Recursive training of generative models on their own outputs can lead to model collapse, a compounding drift away from the true data distribution. Existing theoretical works bound finite-round error accumulation in the context of diffusion models, but two questions remain open:~what distribution does the recursion converge to, and how fast? We answer both, isolating a mechanism distinct from imperfect learning: even with perfect score estimation and exact sampling, the early stopping of the reverse diffusion (required for numerical stability) drives a progressive drift away from the data distribution. We prove that this recursion converges geometrically to a unique limiting distribution, which admits a closed-form characterization as an infinite mixture of increasingly Gaussian-smoothed versions of the data distribution. A Hermite spectral decomposition of this limit reveals that recursive training acts as a low-pass filter: higher-order modes, which encode fine non-Gaussian structure, are attenuated much more strongly than coarse modes. This spectral picture motivates annealed truncation schedules that progressively shrink truncation times across retraining rounds; we prove that any schedule converging to $0$ asymptotically eliminates recursive compounding. Finally, we show our idealized characterization is robust: in the presence of discretization and score estimation errors, the learned distribution remains in a Wasserstein-2 ball around the ideal limit, with mode-dependent contraction rates that contract high-order errors faster than low-order ones. We validate the theory on synthetic Gaussian mixtures and CIFAR-10.
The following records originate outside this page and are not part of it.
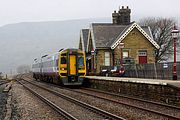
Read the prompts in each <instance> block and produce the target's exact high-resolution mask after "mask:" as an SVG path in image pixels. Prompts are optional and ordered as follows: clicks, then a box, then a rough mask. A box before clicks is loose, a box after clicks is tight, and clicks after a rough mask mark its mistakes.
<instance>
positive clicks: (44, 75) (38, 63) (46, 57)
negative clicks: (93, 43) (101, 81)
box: [32, 48, 86, 86]
mask: <svg viewBox="0 0 180 120" xmlns="http://www.w3.org/2000/svg"><path fill="white" fill-rule="evenodd" d="M32 72H33V77H34V78H35V79H36V80H38V79H39V80H43V81H47V82H51V83H56V84H60V85H63V86H74V85H75V86H80V85H82V84H83V80H84V77H85V75H86V57H85V53H84V52H83V51H82V50H79V49H74V48H69V49H65V50H60V51H59V52H57V53H54V54H52V55H44V56H42V57H40V58H39V59H34V62H33V64H32Z"/></svg>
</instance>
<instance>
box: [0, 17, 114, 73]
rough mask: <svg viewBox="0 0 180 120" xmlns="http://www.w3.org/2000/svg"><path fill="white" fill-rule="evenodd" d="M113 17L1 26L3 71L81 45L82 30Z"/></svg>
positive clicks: (20, 23)
mask: <svg viewBox="0 0 180 120" xmlns="http://www.w3.org/2000/svg"><path fill="white" fill-rule="evenodd" d="M92 22H111V20H110V18H99V19H84V20H69V21H50V22H24V23H17V24H9V25H5V26H2V27H0V58H1V59H0V63H1V64H0V71H2V72H11V71H12V72H14V71H15V70H16V68H17V66H19V65H25V64H26V65H31V64H32V62H33V59H34V58H37V57H40V56H42V55H44V54H51V53H54V52H56V51H58V50H59V49H61V48H69V47H77V46H78V41H79V34H80V29H82V28H89V25H90V23H92Z"/></svg>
翻译：生成模型在其自身输出上的递归训练可能导致模型崩溃，即逐步偏离真实数据分布的复合漂移。现有理论工作限制了扩散模型中有限轮次误差的累积，但仍有两大问题悬而未解：递归收敛于何种分布？收敛速度有多快？我们回答了这两个问题，并隔离出一种与不完美学习截然不同的机制：即便拥有完美分数估计与精确采样，逆扩散过程的早期停止（数值稳定性所必需）仍会驱动数据分布的渐进漂移。我们证明该递归几何收敛至唯一极限分布，该分布可通过数据分布的无限混合形式闭式刻画，其中各成分呈逐步增强的高斯平滑。基于埃尔米特谱分解的极限分析揭示，递归训练相当于一个低通滤波器：编码精细非高斯结构的高阶模态被大幅削弱，而粗粒模态衰减较弱。这一谱图景启发我们提出了退火截断调度策略——在重训练轮次间渐进缩小截断时间；我们证明任何收敛至零的调度均能渐进消除递归复合效应。最后，我们证实了理想化刻画具有鲁棒性：在离散化与分数估计误差存在时，学习到的分布仍保持在理想极限的Wasserstein-2球内，且高阶模态的误差收缩速率快于低阶模态。我们在合成高斯混合模型与CIFAR-10数据集上验证了这一理论。